En 1917, Lenin alcanzó el clímax de su carrera política. El derrocamiento del zarismo en febrero de ese año fue el inicio de un proceso revolucionario más profundo, que él entendió rápidamente como una oportunidad para tomar el poder. Su regreso a Rusia y la publicación de las Tesis de Abril marcaron el inicio de una lucha por la toma del poder en nombre de los soviets, los consejos obreros, campesinos y soldados. Su lema, "Paz, pan y tierra", sintetizaba las necesidades más apremiantes del pueblo ruso y su habilidad para traducir esas demandas en un programa revolucionario fue lo que permitió la victoria bolchevique en octubre de 1917. Sin embargo, el poder no trajo consigo la paz prometida. La joven Unión Soviética tuvo que enfrentarse a una guerra civil devastadora, la intervención extranjera y una crisis económica sin precedentes. En ese contexto, Lenin adoptó medidas autoritarias que siguen siendo objeto de debate: la centralización del poder, la supresión de la oposición política y el establecimiento del "Terror Rojo". Mientras algunos justifican estos actos como necesarios en tiempos de guerra, otros los ven como los primeros pasos hacia una deriva totalitaria.

El legado de Lenin no se limita a su acción política, sino que también abarca su pensamiento teórico. Obras como El Estado y la Revolución, ¿Qué hacer?, y La enfermedad infantil del izquierdismo en el comunismo siguen siendo leídas y debatidas. En El Estado y la Revolución, Lenin retoma la concepción marxista del Estado como un instrumento de opresión de clase y propone su abolición en favor de un poder obrero. Esta visión radical y rupturista del Estado, en contraste con las propuestas reformistas de otros movimientos obreros europeos, influenció a generaciones de revolucionarios en todo el mundo, desde Mao Zedong hasta Fidel Castro.

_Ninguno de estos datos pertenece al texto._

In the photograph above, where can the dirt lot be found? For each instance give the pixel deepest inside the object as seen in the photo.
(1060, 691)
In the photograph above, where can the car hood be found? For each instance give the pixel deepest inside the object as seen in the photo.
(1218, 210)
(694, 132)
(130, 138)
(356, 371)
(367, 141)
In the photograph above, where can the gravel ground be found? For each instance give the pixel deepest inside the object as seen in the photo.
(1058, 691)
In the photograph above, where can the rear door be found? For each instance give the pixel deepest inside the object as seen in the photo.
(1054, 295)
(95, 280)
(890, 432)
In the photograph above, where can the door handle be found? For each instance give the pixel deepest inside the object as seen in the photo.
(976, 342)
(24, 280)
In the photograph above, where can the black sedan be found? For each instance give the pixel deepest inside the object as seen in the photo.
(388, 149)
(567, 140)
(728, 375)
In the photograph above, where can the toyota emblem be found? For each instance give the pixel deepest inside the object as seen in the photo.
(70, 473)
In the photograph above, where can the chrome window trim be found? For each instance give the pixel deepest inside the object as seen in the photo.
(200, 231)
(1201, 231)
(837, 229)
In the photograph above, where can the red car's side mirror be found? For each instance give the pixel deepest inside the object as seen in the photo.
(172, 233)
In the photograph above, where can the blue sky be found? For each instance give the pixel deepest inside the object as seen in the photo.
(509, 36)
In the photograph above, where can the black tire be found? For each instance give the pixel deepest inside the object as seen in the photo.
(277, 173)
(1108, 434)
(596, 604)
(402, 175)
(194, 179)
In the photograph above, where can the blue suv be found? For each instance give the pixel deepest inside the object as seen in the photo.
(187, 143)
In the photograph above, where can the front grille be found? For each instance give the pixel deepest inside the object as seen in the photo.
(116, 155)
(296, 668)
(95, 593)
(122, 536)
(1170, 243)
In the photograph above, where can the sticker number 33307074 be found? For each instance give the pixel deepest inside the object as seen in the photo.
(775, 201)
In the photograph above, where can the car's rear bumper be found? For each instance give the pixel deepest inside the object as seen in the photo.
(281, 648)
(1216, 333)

No obstante, la figura de Lenin fue también objeto de un culto, especialmente después de su muerte en 1924, cuando su cuerpo fue embalsamado y expuesto en la Plaza Roja, en Moscú. Este proceso de "momificación ideológica" distorsionó su figura original, al transformarlo en un símbolo casi religioso del poder soviético. Este culto, promovido por el Estado, trató de consolidar una interpretación dogmática de su pensamiento, algo que Lenin siempre rechazó en vida. Lenin nunca fue un santo ni un mártir; fue un revolucionario con dudas, contradicciones y, sobre todo, con un profundo compromiso por transformar el mundo.

Hoy, en un mundo donde las ideologías parecen diluirse y el neoliberalismo se presenta como el único destino posible, la figura de Lenin sigue siendo un desafío. Su radicalidad invita a cuestionar el statu quo, a pensar en alternativas y a no rendirse ante la resignación que el "fin de las ideologías" nos impone. Recordar a Lenin en su natalicio no es un acto nostálgico, sino un ejercicio de memoria crítica, una provocación al pensamiento. Su vida y obra nos obligan a reflexionar sobre las contradicciones del mundo actual y, sobre todo, a no conformarnos con el discurso de que no hay otra opción. Lenin no fue un dios ni un demonio, sino un revolucionario cuya lucha por cambiar la historia sigue siendo relevante en tiempos de incertidumbre y crisis global.